MANY WEBSITES ARE DESIGNED WITHOUT ACCESSIBILITY IN MIND
The Acede Consulting Group has developed a proven four-step process to bring our clientele to meet the website accessibility Standard. The Acede Team of Consultants work closely with our website development partner and your organization to develop an executable plan.
Step One: Review and Testing
The first step involves determining the level of accessibility the client requires (A, AA or AAA). Our qualified website accessibility partner then determines a “test set”, a cross-section of website pages that each has unique content qualities. Testing is performed, both by humans and software to determine the current state of the website and what will be required to meet the Success Criteria for the desired accessibility level.
Step Two: Develop an Executable Plan
Our team develops an executional plan which will provide suggested solutions to fixing the accessibility issues uncovered during Step 1. This executable plan is delivered in the form of a report and can be used by your internal website development team if you choose.
Step Three: Execute the Plan!
The third step in our process is to have our website development team execute the necessary steps and to ensure the website satisfies the Success Criteria for your required level of accessibility.
Step Four: Final Compliance Testing
Lastly, a final test utilizing WCAG 2.0 software and humans will be conducted to ensure all issues are resolved and your site is ready for upload to your live server environment. A final report is supplied by our team on all testing, which can be included in your final AODA filing.
Accessibility is increasingly a concern when planning a building, serving our employees or accommodating our customers, yet many websites are designed without accessibility in mind.
It is estimated that over 4 million Canadians have no or low vision, if your website is not compatible with current screen reading software you may be invisible to these customers. Accessible websites are also easier for everyone to use, are favoured by the major search engines, and work better with additional devices such as cell phones.
Website accessibility has also become a legislated requirement in many jurisdictions. In the province of Ontario, designated public sector organizations and large organizations will need to ensure their websites and content meet WCAG 2.0 guidelines.
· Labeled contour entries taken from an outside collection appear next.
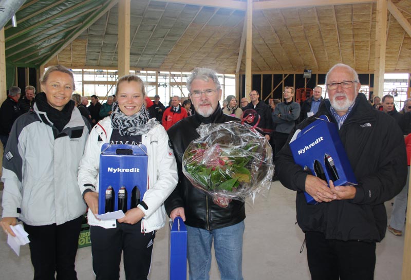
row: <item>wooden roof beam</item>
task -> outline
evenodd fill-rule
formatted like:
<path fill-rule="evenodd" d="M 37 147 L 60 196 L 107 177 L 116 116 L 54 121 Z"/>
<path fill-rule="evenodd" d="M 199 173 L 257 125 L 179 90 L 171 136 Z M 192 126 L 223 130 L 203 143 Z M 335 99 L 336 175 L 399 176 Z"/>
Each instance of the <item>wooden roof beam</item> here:
<path fill-rule="evenodd" d="M 400 10 L 393 3 L 391 0 L 388 0 L 387 2 L 387 8 L 389 11 L 389 12 L 395 17 L 398 23 L 400 24 L 405 32 L 407 32 L 408 36 L 411 37 L 411 24 L 409 24 L 409 22 L 404 16 Z"/>
<path fill-rule="evenodd" d="M 56 48 L 54 50 L 50 52 L 50 55 L 47 57 L 45 60 L 41 63 L 42 66 L 45 65 L 48 61 L 51 59 L 54 55 L 59 53 L 62 50 L 64 49 L 66 47 L 68 46 L 72 41 L 74 40 L 80 34 L 87 29 L 89 26 L 94 24 L 96 21 L 101 17 L 103 14 L 107 13 L 111 8 L 116 5 L 119 2 L 119 0 L 113 0 L 112 1 L 106 1 L 102 6 L 105 7 L 102 10 L 100 11 L 99 12 L 95 12 L 91 14 L 87 21 L 84 23 L 84 26 L 77 30 L 75 32 L 70 34 L 67 37 L 67 41 L 63 44 L 60 47 Z"/>
<path fill-rule="evenodd" d="M 268 0 L 254 2 L 253 9 L 267 10 L 282 8 L 301 8 L 302 7 L 316 7 L 319 6 L 337 6 L 340 5 L 359 4 L 376 2 L 376 0 Z"/>
<path fill-rule="evenodd" d="M 186 5 L 204 6 L 225 8 L 246 11 L 247 3 L 233 0 L 160 0 L 164 2 L 179 3 Z M 253 3 L 253 10 L 278 9 L 281 8 L 300 8 L 302 7 L 313 7 L 317 6 L 334 6 L 339 5 L 358 4 L 360 3 L 375 3 L 377 0 L 268 0 L 258 1 Z"/>
<path fill-rule="evenodd" d="M 245 11 L 247 8 L 246 3 L 235 0 L 224 0 L 223 1 L 221 0 L 165 0 L 163 2 L 186 5 L 215 7 L 216 8 L 225 8 L 243 11 Z"/>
New websites and content on existing sites should already conform with WCAG 2.0, Level A (as of January 1, 2014). All public websites and content must conform with WCAG 2.0 Level AA other than captions and pre-recorded audio descriptions by January 1, 2021.
WCAG 2.0 is an internationally accepted standard for web accessibility developed by the World Wide Web Consortium (W3C), an international team of experts.
WCAG 2.0 sets out guidelines (Success Criteria) for organizations to follow to make their websites more accessible for people with disabilities. The guidelines cover items such as writing web content in clear language, providing alternate text for images and making sure someone can navigate your website with just a keyboard or an assistive device.
Each guideline has three levels of accessibility: A, AA and AAA. Level AAA is the highest level of accessibility. Following these guidelines should make it easier for everyone to access your website and content, including people without disabilities.
Accessible website design and development helps make online content open to a wider range of people including those with disabilities that impact sight, hearing, comprehension and cognitive disabilities, movement, and speech.